You can always count on Americans to do the right thing, after they’ve tried everything else.- Winston Churchill
When an article appears in Foreign Affairs,
the mouthpiece of the policy-setting Council on Foreign Relations,
recommending that the Federal Reserve do a money drop directly on the
99%, you know the central bank must be down to its last bullet. :
The September/October issue of Foreign Affairs features an article by Mark Blyth and Eric Lonergan titled “Print Less But Transfer More: Why Central Banks Should Give Money Directly To The People.”
It’s the sort of thing normally heard only from money reformers and
Social Credit enthusiasts far from the mainstream. What’s going on?

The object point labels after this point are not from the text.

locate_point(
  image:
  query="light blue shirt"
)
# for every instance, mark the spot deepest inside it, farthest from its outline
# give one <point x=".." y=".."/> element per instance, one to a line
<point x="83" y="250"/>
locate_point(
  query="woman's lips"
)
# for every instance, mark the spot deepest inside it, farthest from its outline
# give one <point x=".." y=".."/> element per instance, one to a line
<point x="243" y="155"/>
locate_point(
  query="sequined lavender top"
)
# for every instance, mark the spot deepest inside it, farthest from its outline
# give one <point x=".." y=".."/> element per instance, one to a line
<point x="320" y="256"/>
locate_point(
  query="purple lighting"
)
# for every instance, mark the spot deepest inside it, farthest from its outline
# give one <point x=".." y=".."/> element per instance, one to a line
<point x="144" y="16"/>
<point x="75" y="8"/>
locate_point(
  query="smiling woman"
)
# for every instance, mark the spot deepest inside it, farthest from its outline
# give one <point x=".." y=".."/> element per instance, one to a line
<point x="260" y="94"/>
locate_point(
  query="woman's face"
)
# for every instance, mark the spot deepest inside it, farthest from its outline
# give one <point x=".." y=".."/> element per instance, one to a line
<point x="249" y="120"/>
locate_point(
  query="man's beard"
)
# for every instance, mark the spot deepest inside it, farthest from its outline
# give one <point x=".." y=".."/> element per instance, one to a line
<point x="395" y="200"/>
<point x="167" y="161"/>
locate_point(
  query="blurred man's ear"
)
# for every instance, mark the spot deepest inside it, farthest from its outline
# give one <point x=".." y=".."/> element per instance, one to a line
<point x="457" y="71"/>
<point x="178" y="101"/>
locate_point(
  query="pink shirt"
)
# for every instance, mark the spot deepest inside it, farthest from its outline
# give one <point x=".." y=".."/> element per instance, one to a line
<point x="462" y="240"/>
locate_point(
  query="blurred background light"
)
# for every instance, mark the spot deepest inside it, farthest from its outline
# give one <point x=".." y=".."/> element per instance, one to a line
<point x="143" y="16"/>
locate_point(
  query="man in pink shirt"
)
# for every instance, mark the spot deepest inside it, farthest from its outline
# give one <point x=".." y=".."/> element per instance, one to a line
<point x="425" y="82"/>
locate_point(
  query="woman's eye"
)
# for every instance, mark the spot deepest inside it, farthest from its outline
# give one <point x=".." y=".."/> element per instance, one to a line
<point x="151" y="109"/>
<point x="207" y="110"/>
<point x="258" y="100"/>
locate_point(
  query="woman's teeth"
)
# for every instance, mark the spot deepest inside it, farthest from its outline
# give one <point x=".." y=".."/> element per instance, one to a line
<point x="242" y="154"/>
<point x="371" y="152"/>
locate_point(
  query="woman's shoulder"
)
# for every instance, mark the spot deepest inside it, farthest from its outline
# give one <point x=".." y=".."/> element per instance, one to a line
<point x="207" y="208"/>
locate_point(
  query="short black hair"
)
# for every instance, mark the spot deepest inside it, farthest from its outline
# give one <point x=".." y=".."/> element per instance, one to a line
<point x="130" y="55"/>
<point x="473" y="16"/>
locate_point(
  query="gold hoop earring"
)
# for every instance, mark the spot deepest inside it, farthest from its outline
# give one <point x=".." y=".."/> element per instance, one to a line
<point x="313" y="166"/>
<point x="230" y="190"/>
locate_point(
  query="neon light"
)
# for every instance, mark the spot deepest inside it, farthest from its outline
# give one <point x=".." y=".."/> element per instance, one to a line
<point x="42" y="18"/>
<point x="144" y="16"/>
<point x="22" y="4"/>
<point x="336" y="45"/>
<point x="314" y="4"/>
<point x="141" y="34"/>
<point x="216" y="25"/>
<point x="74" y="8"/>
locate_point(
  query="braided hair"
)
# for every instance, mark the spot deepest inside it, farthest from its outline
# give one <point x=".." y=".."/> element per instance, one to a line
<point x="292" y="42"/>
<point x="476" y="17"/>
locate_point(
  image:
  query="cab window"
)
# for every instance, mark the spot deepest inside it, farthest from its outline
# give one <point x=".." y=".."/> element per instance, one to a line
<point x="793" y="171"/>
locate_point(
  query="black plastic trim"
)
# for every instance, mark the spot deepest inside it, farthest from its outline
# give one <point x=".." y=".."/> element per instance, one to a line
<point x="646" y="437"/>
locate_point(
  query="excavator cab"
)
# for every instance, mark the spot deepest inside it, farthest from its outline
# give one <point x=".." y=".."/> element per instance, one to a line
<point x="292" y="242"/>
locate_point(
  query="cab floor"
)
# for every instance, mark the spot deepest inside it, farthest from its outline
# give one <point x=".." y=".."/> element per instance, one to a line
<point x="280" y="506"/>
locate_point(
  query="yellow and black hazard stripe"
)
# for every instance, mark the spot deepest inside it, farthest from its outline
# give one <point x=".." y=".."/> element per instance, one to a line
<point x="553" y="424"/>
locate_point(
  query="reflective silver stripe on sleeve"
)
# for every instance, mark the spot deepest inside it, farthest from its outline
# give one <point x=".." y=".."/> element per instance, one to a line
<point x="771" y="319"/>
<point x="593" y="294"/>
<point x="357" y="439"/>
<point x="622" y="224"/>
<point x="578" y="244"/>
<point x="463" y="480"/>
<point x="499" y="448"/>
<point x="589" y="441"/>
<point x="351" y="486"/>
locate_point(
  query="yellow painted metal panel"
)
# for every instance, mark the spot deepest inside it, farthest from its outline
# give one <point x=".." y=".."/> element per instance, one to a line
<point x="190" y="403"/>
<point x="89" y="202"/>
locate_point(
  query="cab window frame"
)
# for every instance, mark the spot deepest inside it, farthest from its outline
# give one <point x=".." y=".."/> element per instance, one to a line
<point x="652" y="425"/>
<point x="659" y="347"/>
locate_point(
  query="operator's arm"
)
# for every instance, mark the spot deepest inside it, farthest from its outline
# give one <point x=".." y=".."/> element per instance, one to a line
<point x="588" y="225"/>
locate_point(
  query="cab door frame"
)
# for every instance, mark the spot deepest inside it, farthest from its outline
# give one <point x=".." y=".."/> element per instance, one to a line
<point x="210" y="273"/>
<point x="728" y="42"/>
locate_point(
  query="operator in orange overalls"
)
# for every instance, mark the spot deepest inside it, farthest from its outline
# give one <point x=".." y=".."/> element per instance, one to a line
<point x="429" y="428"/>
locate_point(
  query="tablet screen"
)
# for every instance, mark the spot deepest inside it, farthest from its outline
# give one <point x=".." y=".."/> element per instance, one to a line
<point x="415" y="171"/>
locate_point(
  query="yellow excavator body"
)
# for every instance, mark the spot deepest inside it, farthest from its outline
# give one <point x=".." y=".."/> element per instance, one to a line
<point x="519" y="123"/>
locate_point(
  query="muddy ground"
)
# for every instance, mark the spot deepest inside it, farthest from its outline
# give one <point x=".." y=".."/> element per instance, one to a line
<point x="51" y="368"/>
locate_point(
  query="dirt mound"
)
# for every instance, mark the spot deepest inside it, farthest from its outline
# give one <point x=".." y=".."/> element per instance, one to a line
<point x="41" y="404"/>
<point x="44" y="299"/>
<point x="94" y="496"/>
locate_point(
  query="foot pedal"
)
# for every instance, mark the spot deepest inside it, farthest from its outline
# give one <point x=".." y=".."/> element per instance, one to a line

The Fed, it seems, has finally run out of other ammo. It has to taper its quantitative easing program, which is eating up the Treasuries and mortgage-backed securities needed as collateral for the repo market
that is the engine of the bankers’ shell game. The Fed’s Zero Interest
Rate Policy (ZIRP) has also done serious collateral damage. The banks
that get the money just put it in interest-bearing Federal Reserve
accounts or buy foreign debt or speculate with it; and the profits go
back to the 1%, who park it offshore to avoid taxes. Worse, any increase
in the money supply from increased borrowing increases the overall debt
burden and compounding finance costs, which are already a major
constraint on economic growth.
Meanwhile, the economy
continues to teeter on the edge of deflation. The Fed needs to pump up
the money supply and stimulate demand in some other way. All else having
failed, it is reduced to trying what money reformers have been
advocating for decades — get money into the pockets of the people who
actually spend it on goods and services.